A sensação de incerteza sobre o futuro das pesquisas científicas no Brasil se agravou com a divulgação de uma nota da pró-reitoria de pós-graduação da Universidade Federal do Rio de Janeiro (UFRJ). Na semana passada, a entidade alertou para um possível corte das bolsas financiadas pelo Conselho Nacional de Desenvolvimento Científico e Tecnológico (CNPq) a partir de setembro. O CNPq confirmou: não tem mais recursos para honrar o pagamento das bolsas e precisa que a equipe econômica do governo libere mais verbas. Agora, alunos brasileiros de graduação, mestrado, doutorado e pós-doutorado convivem com a possibilidade de ver suas bolsas suspensas e o resultado de suas pesquisas adiados – um prejuízo imenso para o País.

CORTE DE MEIO BILHÃO

O “desmonte da Ciência e da universidade pública no Brasil”, como diz a UFRJ em nota, não começou agora. Segundo o movimento Conhecimento Sem Corte, desde 2015 o governo já cortou mais de R$ 11 bilhões do orçamento das universidades públicas e da ciência e tecnologia no país. “São cortes nos orçamentos das universidades federais, do CAPES, e do MCTI”, explica Tatiana Roque, professora da UFRJ e coordenadora da campanha, referindo-se ao Ministério da Ciência, Tecnologia, Inovações e Comunicações, e à Coordenação de Aperfeiçoamento de Pessoal de Nível Superior, ligada ao Ministério da Educação. “Nós perdemos R$ 500 mil reais por hora em áreas que afetam o ensino e a pesquisa.” No caixa do CNPq, que tem como fontes de recurso o governo federal e o Fundo Nacional de Desenvolvimento Científico e Tecnológico (FNDCT), o que pesou foi o contigenciamento de 30% do orçamento do MCTI. Com orçamento de R$ 1,3 bilhão aprovado no final do ano passado, o CNPq já empenhou R$ 672 milhões e precisa que R$ 505 milhões sejam liberados para honrar o pagamento das bolsas de setembro a dezembro. “Conversei com o ministro Gilberto Kassab e ele está sensibilizado. Se comprometeu a convencer a área econômica a liberar o recurso, pela importância e fator estratégico da ciência para o Brasil”, afirma o presidente do CNPq Mario Neto Borges.

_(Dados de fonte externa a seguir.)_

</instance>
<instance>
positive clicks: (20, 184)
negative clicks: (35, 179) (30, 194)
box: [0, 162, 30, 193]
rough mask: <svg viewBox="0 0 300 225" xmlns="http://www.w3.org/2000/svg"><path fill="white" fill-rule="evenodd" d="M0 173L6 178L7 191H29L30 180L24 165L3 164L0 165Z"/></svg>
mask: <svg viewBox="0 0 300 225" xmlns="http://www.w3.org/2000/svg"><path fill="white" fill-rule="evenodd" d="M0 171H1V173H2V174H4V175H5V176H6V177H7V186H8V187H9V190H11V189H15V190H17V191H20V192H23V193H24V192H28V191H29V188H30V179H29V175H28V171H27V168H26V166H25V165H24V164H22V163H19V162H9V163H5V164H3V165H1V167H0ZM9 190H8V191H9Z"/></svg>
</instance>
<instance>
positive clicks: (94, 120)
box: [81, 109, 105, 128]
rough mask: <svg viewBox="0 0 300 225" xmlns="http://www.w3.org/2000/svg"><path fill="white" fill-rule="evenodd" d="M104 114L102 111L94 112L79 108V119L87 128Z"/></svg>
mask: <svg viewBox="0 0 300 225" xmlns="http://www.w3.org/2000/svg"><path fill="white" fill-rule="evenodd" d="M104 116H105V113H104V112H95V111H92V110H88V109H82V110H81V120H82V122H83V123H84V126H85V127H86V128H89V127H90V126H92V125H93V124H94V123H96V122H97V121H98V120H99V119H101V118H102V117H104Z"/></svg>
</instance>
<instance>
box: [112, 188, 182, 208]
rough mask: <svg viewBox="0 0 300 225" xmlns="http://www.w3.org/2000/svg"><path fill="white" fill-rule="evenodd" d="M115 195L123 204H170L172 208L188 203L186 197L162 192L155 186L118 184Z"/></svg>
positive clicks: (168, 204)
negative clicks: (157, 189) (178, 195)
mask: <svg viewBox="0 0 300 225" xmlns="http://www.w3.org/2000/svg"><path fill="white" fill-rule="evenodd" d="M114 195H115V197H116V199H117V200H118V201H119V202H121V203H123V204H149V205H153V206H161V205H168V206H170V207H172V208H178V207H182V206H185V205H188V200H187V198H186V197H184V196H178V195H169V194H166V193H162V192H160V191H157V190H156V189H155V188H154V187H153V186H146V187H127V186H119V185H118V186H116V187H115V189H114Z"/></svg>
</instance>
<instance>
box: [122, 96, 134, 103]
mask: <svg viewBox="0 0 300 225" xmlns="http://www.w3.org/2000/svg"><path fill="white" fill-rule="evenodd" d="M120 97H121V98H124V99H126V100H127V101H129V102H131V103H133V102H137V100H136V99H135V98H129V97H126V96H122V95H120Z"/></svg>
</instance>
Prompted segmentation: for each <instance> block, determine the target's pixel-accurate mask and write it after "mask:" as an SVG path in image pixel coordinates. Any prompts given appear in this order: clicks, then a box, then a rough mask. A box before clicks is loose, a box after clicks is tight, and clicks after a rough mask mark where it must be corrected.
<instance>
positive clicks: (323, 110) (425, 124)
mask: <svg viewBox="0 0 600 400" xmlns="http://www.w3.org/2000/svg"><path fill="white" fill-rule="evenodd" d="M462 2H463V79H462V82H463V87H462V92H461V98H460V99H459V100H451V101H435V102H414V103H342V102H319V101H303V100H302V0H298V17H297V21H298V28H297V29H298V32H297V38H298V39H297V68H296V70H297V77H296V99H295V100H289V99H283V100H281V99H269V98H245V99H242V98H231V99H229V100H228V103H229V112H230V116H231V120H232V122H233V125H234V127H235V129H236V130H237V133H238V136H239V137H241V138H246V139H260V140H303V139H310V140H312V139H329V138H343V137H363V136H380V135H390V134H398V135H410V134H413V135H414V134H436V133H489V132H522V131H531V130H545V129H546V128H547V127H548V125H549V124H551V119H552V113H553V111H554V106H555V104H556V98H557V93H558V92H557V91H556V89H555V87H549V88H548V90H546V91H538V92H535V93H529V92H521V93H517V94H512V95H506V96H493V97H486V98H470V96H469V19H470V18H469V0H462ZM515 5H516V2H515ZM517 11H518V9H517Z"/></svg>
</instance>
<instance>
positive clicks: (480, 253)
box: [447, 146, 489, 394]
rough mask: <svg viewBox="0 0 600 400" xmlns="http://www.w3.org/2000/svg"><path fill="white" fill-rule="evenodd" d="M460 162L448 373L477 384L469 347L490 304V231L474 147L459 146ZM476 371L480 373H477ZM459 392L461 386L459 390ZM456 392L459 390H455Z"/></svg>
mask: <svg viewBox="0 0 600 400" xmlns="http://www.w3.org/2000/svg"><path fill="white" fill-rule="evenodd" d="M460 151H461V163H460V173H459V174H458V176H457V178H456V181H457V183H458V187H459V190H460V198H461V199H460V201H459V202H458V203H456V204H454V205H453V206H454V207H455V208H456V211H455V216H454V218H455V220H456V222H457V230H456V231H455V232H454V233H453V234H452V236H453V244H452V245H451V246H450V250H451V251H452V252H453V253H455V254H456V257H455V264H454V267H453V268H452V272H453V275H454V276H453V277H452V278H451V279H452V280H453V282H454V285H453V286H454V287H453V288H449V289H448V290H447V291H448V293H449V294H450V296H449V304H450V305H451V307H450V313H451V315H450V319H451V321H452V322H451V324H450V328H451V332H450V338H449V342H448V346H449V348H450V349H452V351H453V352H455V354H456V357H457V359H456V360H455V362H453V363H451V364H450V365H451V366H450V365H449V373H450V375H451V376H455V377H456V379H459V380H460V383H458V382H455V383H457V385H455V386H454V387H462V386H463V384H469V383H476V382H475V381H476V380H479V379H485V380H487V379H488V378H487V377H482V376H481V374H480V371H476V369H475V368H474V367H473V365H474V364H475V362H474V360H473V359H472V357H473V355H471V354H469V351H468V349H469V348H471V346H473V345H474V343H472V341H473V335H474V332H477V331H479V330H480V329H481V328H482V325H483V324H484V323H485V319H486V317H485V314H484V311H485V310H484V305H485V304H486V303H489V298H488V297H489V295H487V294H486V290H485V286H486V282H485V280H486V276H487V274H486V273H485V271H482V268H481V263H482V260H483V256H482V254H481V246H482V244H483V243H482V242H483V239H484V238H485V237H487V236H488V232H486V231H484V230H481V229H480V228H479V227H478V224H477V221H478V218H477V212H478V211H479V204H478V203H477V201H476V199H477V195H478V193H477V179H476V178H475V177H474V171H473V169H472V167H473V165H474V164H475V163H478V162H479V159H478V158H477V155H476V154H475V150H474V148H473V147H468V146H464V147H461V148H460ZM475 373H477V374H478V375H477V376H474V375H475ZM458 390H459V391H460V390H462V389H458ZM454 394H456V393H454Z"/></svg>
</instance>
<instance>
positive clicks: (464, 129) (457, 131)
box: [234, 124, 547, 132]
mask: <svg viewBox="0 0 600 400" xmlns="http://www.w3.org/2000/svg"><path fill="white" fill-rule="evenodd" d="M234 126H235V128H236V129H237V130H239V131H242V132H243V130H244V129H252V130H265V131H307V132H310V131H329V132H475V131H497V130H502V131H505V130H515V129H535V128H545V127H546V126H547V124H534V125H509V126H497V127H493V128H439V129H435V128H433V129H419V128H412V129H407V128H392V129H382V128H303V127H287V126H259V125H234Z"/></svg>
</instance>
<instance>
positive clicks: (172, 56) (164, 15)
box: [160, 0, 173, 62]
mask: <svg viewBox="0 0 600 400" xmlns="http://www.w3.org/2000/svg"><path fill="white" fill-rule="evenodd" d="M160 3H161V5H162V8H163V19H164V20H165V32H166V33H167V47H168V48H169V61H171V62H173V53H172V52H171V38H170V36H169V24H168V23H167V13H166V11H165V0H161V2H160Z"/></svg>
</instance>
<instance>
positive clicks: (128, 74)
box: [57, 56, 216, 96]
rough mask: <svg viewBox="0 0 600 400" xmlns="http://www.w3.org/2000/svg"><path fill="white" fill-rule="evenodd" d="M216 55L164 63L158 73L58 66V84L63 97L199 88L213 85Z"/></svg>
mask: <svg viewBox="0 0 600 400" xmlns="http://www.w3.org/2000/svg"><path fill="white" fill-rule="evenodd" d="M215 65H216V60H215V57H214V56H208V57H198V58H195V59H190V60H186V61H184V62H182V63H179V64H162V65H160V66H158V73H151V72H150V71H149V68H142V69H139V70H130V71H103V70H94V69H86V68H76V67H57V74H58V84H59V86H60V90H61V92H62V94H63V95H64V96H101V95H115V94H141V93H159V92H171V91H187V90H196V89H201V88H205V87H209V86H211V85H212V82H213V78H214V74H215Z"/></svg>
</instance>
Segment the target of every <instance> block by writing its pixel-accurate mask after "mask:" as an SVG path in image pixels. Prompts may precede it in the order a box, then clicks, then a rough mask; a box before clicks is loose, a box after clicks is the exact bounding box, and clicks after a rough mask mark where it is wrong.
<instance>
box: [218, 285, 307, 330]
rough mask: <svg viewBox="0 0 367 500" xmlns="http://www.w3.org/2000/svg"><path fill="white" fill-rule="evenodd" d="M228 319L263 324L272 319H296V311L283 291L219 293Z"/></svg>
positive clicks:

Caso os recursos não sejam liberados, o cenário pode ser o de atraso no resultado das pesquisas — muitas precisariam ser recomeçadas do zero —, e possível “fuga de cérebros” do Brasil. A doutoranda em ciências biomédicas, Camila Braggion, 24, iniciou este ano seu projeto sobre opções ao uso de animais em testes laboratoriais, com uma bolsa do CNPq. Com a remuneração de R$ 2.200, Camila passa ao menos oito horas diárias no laboratório, trabalhando em sua pesquisa. “Caso haja corte, vou precisar buscar outras fontes de renda e virei menos ao laboratório, o que vai atrasar os resultados”, afirma. Há também quem acabe optando por estudar em outro país. Guilherme Martignago Zilli, de 26 anos, chegou a começar o doutorado em engenharia elétrica e eletrônica aqui, mas preferiu se candidatar a bolsas no exterior. Ele vai para Montreal, no Canadá, na próxima semana. “Nós, que seguimos carreira acadêmica, dependemos muito da abertura de concurso público, já que grande parte da pesquisa do País está concentrada nas universidades federais e estaduais”, diz . “Com o corte nos gastos e investimentos, não temos muitas perspectivas por aqui”. Perdem eles, perde o Brasil.